El tiempo de la contrarrevolución es pasajero, a costa de la destrucción de todas las ilusiones y de todas las esperanzas que la revolución española habrá hecho concebir a los obreros españoles. Pero este triunfo no ha conseguido, ni conseguirá, conciliar aquello que está separado por un profundo antagonismo de intereses; no podrá unir a la clase obrera con la burguesía y sus aliados. La oligarquía dominante espera llevar a feliz término sus planes explotadores, inhabilitando las asociaciones obreras que han tomado parte en el movimiento, revisando la Constitución, derogando las leyes sociales vigentes y creando dificultades a la organización sindical y política del proletariado. Aspira a un Estado corporativo, más o menos definido; pero, por ahora, no se atreve a poner fuera de la ley a los partidos políticos del proletariado, porque el fascismo español está falto de masas y de jefes, y no supo aprovecharse de la descomposición intensa que se inició en los primeros momentos que siguieron al fracaso, sin que llegasen a producirse mayores males. Ahora el movimiento se ha reanudado, la clase obrera se siente confiada y optimista y las posibilidades fascistas son menores.
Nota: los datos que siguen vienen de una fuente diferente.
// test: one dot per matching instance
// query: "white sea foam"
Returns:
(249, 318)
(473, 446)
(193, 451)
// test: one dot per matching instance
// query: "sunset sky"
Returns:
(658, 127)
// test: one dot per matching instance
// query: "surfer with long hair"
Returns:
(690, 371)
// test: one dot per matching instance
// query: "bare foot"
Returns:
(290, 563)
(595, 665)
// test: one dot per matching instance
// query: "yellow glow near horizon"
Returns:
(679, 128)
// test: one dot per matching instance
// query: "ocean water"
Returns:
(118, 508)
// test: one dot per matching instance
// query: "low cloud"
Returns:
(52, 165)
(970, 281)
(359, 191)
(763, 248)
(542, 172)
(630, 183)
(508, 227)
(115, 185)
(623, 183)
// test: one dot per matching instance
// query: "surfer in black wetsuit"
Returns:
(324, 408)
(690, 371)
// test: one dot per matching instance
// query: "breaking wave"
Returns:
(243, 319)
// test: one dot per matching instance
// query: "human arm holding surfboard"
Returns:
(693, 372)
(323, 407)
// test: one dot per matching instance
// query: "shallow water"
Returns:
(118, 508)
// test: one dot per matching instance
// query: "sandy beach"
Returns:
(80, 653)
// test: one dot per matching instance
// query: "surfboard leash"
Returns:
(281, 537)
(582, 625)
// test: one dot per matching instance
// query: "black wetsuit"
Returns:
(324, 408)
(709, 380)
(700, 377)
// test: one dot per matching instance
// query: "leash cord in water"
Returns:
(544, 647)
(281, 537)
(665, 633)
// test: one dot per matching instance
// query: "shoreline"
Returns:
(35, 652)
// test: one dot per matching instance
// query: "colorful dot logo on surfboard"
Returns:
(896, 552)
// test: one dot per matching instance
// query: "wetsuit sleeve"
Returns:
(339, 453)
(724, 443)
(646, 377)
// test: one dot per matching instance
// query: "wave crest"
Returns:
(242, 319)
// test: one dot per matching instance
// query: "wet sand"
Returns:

La contrarrevolución sigue temiendo a la revolución, porque sabe que ha sido vencida y porque, además, hay tres grandes problemas que no admiten aplazamiento. La libertad que anhelan las nacionalidades oprimidas y las mejoras de los proletarios y campesinos españoles no las puede otorgar la oligarquía dominante, porque implicaría su derrota. El pan que pide el ejército de los sin trabajo no lo puede dar el Estado burgués agrario, porque la penuria es el resultado de su política explotadora. La tierra que reclaman millones de campesinos no quieren entregarla los terratenientes, lo mismo que se niegan a conceder todo aquello que signifique un ataque a la propiedad privada, base de su dominación.
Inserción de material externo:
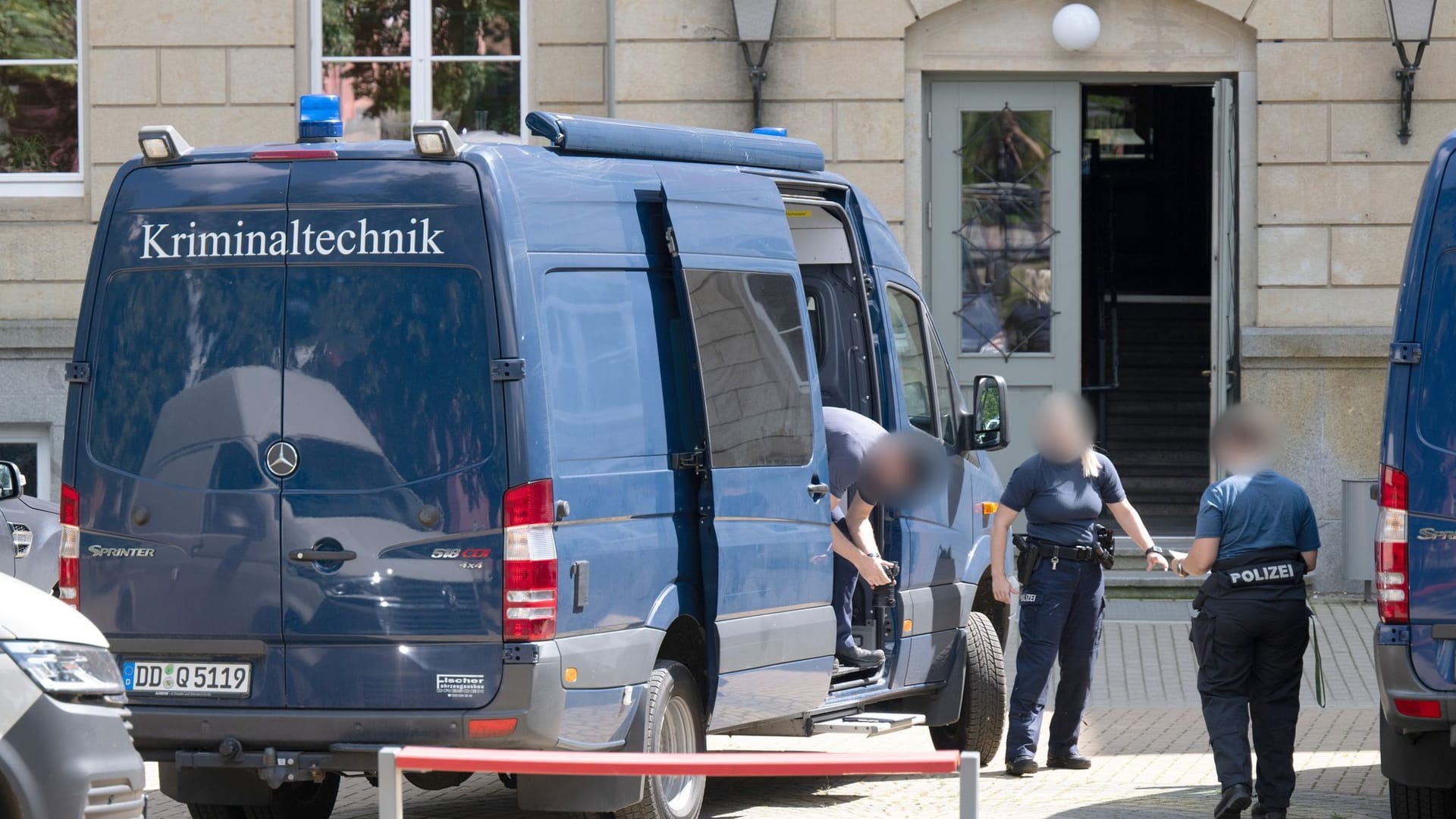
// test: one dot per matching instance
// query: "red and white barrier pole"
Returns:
(395, 761)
Si no tuviéramos la seguridad de que el movimiento de la clase obrera hacia un fin ideal, aunque haya sufrido un retroceso, no es una tarea de hacer y deshacer, la Izquierda Comunista no reclamaría el lugar que le corresponde en las tareas de reagrupamiento y de reorganización, difíciles, pero no imposibles, y de resultados prácticos indudables en el marco de un Estado en descomposición y en la órbita de una revolución que no ha llegado, ni mucho menos, a su última etapa. Si sólo nos fijásemos en los fracasos que ha experimentado el movimiento obrero durante estos últimos años, decaerían nuestra moral y nuestras convicciones. Pero son precisamente estos fracasos los que vienen a confirmar la teoría marxista con tanta o más insistencia que las victorias obtenidas.
Más que nunca, hay que propagar la necesidad de organizar al proletariado en las Alianzas Obreras y en los comités de fábrica, y, a través de estos organismos, conquistar la mayoría de la población, que se moverá con impulso irresistible bajo la influencia del partido revolucionario que todavía no se ha formado, pero que surgirá, potente, como guía de los explotados en su lucha por la emancipación de la Humanidad.